German reformers responded to Vatican statement with ‘astonishment’
Speaking on behalf of the Synodal Path, the president of the German Episcopal Conference Georg Bätzig and the president of the Central Committee of German Catholics (ZdK) Irme Stetter-Karp, said they were “astonished” at the “bad form” that the Vatican had shown by releasing such a statement to the public without putting a name to it.
Both Bätzig and Stetter-Karp vowed there would be no “German deviation”, but said it was their “responsibility to make it clear where change is needed”. The two say the issues they are tackling are not unique to Germany, but common to dioceses around the world.
Bätzig and Stetter-Karp expressed “bemused regret” that no direct communication with the Vatican had yet taken place.
Hundreds of thousands of people leave the Catholic Church for lack of reform
The German group, formed in the wake of horribly mishandled sex abuse scandals by clergy, is also calling on ordinary Catholics to have more of a say in how the Church works. The Vatican has again warned that if national churches choose to go their own way, they will “weaken, rot and die.”
In 2021, 360,000 Catholics officially left the German Church – which has 22 million members in the country and collects 6.45 billion euros in church taxes over the year – in protest against corruption and abuses.
Although progressive European and American Catholics would likely be willing to support progressive issues, such as the blessing of same-sex relationships and the ordination of women, Rome might face a backlash with rapidly growing South American and African congregations.

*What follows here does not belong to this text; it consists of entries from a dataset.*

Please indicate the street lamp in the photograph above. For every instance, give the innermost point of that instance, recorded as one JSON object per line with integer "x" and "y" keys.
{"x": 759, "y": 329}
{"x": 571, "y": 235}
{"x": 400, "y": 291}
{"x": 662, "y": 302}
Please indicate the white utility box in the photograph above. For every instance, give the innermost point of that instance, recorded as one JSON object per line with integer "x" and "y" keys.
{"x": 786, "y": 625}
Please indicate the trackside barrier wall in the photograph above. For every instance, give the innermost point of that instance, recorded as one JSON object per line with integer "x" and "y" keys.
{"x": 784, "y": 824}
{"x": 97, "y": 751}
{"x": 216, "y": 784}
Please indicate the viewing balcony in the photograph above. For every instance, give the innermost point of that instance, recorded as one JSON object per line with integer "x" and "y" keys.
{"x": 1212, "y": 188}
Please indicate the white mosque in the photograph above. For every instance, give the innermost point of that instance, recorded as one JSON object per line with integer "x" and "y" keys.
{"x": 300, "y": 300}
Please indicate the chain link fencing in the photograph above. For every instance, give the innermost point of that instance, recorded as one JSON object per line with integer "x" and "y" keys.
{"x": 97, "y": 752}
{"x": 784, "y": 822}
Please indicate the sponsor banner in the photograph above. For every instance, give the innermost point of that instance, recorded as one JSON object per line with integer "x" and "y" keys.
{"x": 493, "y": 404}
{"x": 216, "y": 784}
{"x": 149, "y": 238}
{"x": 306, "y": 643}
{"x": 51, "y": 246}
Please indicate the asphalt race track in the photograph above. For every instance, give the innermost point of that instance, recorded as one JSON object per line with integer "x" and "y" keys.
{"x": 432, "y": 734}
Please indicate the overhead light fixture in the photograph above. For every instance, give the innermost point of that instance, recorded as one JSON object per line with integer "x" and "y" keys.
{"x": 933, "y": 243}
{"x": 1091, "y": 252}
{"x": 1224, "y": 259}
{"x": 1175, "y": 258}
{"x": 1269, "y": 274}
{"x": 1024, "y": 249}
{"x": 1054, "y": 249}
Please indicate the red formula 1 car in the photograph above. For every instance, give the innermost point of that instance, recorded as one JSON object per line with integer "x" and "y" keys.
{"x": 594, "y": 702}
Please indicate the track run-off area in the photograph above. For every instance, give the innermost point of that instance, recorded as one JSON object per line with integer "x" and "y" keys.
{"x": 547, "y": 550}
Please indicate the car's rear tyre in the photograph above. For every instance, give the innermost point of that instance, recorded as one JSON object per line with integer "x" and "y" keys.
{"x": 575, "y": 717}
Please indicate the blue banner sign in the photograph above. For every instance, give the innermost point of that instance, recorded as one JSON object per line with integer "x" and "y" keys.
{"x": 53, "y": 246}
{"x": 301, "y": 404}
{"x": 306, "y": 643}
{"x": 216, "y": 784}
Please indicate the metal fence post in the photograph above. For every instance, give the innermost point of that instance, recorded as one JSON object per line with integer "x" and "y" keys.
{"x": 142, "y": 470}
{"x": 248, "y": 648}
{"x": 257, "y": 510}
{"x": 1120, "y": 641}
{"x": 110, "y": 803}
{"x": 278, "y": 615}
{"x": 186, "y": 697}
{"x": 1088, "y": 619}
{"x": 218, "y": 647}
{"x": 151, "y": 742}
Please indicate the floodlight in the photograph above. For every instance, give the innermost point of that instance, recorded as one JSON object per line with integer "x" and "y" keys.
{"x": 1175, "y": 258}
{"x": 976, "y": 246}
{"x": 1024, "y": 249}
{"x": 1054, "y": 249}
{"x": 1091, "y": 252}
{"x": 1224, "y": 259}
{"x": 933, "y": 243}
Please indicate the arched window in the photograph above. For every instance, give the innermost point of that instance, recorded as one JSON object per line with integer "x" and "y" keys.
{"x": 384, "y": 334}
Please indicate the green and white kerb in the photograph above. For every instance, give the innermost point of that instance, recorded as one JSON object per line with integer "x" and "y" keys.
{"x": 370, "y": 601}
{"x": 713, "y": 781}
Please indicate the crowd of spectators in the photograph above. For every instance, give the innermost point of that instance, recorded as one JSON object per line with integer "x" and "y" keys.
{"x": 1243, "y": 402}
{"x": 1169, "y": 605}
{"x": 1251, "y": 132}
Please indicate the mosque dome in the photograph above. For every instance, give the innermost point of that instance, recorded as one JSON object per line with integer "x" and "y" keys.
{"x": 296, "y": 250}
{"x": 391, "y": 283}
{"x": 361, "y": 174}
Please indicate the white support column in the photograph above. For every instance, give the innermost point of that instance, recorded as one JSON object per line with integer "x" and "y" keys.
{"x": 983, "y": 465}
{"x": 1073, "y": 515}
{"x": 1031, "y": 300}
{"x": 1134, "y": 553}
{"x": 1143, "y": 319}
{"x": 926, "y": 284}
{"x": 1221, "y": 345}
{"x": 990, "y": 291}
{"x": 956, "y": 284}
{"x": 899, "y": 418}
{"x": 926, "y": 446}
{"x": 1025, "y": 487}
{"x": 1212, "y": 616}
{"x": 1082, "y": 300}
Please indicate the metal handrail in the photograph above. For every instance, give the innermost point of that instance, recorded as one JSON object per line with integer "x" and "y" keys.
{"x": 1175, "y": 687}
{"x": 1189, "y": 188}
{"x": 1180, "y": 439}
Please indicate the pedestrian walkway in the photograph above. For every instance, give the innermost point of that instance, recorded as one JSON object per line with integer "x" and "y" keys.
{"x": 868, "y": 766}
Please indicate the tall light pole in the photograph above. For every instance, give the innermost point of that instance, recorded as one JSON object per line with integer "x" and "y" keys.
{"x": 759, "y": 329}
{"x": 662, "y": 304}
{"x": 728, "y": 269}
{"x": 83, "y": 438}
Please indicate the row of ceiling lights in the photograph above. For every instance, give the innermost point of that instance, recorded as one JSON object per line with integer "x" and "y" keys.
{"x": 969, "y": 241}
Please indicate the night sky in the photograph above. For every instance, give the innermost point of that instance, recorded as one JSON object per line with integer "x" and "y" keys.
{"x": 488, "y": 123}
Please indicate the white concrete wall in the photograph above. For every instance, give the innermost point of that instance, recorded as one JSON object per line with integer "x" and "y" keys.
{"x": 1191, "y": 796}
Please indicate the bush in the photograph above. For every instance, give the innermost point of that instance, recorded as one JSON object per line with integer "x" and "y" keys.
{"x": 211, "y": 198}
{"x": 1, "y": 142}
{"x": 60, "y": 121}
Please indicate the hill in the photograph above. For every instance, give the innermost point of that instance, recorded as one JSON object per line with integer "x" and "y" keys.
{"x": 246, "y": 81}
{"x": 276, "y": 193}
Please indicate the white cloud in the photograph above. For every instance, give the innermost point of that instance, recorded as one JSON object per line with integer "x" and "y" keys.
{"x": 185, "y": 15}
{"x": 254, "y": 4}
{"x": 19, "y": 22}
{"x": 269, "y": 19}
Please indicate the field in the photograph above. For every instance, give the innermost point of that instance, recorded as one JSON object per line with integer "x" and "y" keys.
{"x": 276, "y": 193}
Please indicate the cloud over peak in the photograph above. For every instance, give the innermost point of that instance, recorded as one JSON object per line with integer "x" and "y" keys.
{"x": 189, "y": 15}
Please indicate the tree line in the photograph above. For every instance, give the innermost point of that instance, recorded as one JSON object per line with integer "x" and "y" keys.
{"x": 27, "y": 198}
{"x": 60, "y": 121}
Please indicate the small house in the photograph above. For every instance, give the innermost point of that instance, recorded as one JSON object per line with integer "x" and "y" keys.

In 2019, Pope Francis warned German bishops against the temptation to change to appease certain groups or ideas. Observers speculate the reforms could leave the Catholic Church open to a split, similar to that which hit the Anglican and Protestant churches after introducing similar changes.
According to the Vatican statement, any change in teaching on morality or doctrine must be taken up through the Church’s own synodal way. The Holy See said preliminary consultations were already taking place globally in preparation for a meeting of bishops next year in Rome.
The next gathering of the German Synodal Path is scheduled for September 8-10.